Initialization: true / false, permet de faire un init / run du chargement. Un init efface le paramètre qui stocke le timestamp du dernier chargement réussi et la table destination dans silver, avant de faire le chargement.

In [0]:
%run ./Utils/COMMON

In [0]:
import os
from datetime import datetime

dbutils.widgets.text('init', 'false', 'Initialization')

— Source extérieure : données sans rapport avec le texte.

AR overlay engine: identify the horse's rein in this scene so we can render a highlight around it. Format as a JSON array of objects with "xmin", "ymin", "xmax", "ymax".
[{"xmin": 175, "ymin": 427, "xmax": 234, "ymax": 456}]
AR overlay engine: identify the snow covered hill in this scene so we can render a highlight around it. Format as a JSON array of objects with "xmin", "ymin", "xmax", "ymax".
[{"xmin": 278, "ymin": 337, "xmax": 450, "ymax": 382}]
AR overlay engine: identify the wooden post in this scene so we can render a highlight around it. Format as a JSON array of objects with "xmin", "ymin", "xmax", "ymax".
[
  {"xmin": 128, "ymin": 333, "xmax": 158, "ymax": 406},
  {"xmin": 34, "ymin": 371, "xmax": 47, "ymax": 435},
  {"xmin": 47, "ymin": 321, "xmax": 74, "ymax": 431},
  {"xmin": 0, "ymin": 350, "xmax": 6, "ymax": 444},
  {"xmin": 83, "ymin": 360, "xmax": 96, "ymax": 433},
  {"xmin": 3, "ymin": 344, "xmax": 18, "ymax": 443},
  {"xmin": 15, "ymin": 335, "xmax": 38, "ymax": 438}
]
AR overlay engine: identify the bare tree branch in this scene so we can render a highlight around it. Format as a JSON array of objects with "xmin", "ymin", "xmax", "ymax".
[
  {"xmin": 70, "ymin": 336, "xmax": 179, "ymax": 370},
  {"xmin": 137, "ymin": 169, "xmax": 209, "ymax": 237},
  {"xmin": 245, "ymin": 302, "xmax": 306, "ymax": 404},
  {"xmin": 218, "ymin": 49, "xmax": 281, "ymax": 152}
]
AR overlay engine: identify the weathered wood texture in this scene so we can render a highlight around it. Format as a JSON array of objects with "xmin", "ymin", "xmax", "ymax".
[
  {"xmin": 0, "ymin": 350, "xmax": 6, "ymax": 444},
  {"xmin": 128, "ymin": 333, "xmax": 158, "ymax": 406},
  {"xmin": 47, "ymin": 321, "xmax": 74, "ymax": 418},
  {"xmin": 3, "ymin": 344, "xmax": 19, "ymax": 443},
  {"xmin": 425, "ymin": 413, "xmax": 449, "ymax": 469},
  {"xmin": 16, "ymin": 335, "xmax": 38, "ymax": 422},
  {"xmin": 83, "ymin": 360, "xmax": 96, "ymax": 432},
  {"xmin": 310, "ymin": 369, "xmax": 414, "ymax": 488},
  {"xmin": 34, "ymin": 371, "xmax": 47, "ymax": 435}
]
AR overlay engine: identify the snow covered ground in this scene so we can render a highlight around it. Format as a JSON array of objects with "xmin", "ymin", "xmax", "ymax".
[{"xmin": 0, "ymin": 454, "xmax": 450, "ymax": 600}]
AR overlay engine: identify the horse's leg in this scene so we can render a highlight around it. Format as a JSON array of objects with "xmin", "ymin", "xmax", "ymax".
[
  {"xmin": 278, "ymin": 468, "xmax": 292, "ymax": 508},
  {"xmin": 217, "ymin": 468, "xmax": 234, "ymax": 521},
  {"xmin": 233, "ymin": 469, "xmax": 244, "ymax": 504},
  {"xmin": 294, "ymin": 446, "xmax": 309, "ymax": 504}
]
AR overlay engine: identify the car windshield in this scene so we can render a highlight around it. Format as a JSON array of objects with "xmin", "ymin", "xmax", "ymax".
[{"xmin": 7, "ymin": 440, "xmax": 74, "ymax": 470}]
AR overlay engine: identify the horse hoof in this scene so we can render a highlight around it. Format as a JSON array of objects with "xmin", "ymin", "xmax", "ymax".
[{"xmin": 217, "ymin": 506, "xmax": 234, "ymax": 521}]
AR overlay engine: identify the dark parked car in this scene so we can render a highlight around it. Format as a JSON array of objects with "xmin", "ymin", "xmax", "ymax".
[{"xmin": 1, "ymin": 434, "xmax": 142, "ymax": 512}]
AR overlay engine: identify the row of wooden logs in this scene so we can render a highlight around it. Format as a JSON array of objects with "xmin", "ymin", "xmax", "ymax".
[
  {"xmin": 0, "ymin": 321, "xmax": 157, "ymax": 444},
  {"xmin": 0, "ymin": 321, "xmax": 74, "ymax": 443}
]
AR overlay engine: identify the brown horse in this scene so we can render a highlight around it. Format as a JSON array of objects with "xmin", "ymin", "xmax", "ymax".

init: bool = (dbutils.widgets.get('init') == 'true')
start_date = datetime.utcnow()
input_path = "dbfs:/mnt/dlk/bronze/WEB/eurofxref/"
output_path = "dbfs:/mnt/dlk/silver/WEB/eurofxref"
storage_account_name = os.getenv('STORAGE_ACCOUNT')

In [0]:
if init :
  # Suppression des tables delta dans silver
  print(output_path)
  try : 
    dbutils.fs.ls(output_path)
    dbutils.fs.rm(output_path, True)
  except : 
    print(f"folder {output_path} doesn't exist")
    
  # Suppression des paramètres de dernier chargement pour tout recharger.
  LIN_delete_loading_parameter(storage_account_name, input_path)

In [0]:
from pyspark.sql.readwriter import DataFrameReader

df_reader: DataFrameReader = spark.read.option('basePath', input_path).format("json") 

df = (df_reader
    .load(f"{input_path}/year=*/month=*/day=*/time=*/eurofxref.json", multiLine=True)
    .withColumn('filePath', f.input_file_name())
    .withColumn('folderDatetime', f.to_timestamp(f.concat((f.col('year') * 10000 + f.col('month') * 100 + f.col('day')).cast('string'), f.lit(' '), f.format_string("%06d", f.col('time') * 100)), 'yyyyMMdd HHmmss'))
)
  
# Récupérer la date du dernier chargement pour filtrer les répertoires à charger.
last_load = LIN_get_loading_parameter(storage_account_name, input_path)
print(last_load)
if last_load:
    df = df.filter(f.col('folderDatetime') > last_load.strftime('%Y-%m-%d %H:%M:%S'))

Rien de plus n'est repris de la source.